LOS ANGELES — A lawyer best known for defending the audacious "Barefoot Bandit" said Thursday he is set to defend the US soldier accused of killing 16 villagers in southern Afghanistan.

Attorney John Henry Browne said he spoke with the soldier by phone, and hopes to meet him soon soon, possibly in Kuwait, ahead of a possible court martial.

"He's from here, and he knows who I am," Browne told the Tacoma News Tribune newspaper, adding: "We're making contingency arrangements right now."

The as-yet-unidentified soldier, a US Army staff sergeant who trained as a sniper and has served three tours in Iraq, was stationed at the Joint Base Lewis-McChord in Washington state. The base is just south of Seattle, where Browne is based.

The attorney said the married 38-year-old father of two, a staff sergeant trained as a sniper, asked for Browne to represent him during talks with military officials.

Browne said he spoke to the soldier early Thursday and met with the soldier's family, which according to media reports moved to the Lewis-McChord base shortly after the weekend shooting.

The suspect has been flown to Kuwait in a first step towards being charged and put on trial outside Afghanistan.

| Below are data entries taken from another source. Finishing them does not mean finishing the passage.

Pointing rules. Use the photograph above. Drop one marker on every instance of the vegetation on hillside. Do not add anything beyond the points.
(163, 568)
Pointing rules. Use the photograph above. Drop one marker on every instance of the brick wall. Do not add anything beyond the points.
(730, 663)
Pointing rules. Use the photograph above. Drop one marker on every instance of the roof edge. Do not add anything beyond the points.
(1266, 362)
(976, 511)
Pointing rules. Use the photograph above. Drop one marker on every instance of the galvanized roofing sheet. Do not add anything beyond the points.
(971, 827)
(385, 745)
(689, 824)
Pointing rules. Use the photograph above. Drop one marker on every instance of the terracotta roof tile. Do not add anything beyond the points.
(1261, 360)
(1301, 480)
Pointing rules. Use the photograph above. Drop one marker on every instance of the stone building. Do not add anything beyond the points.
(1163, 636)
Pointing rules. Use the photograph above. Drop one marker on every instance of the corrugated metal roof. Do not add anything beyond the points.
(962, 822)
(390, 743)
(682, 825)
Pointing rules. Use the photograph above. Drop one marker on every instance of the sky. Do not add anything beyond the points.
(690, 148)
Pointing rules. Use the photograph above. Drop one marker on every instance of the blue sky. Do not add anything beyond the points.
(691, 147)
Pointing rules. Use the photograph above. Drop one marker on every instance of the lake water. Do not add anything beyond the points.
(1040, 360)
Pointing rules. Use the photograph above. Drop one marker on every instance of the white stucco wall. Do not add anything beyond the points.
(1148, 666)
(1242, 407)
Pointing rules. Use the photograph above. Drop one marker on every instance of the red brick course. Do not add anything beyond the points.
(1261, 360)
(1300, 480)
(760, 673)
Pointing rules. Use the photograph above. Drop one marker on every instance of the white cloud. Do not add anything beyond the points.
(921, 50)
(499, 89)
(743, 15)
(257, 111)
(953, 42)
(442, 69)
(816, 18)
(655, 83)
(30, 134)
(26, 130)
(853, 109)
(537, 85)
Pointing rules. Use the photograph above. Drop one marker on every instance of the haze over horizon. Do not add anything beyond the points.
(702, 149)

Browne is known for representing Colton Harris-Moore, the so-called "Barefoot Bandit," who was found guilty of a string of audacious crimes across the United States and sentenced in January to 6.5 years prison.

Browne's office said the attorney would later release a statement on the case.

A series of court martials were held last year at Lewis-McChord also involving US soldiers killing Afghan civilians.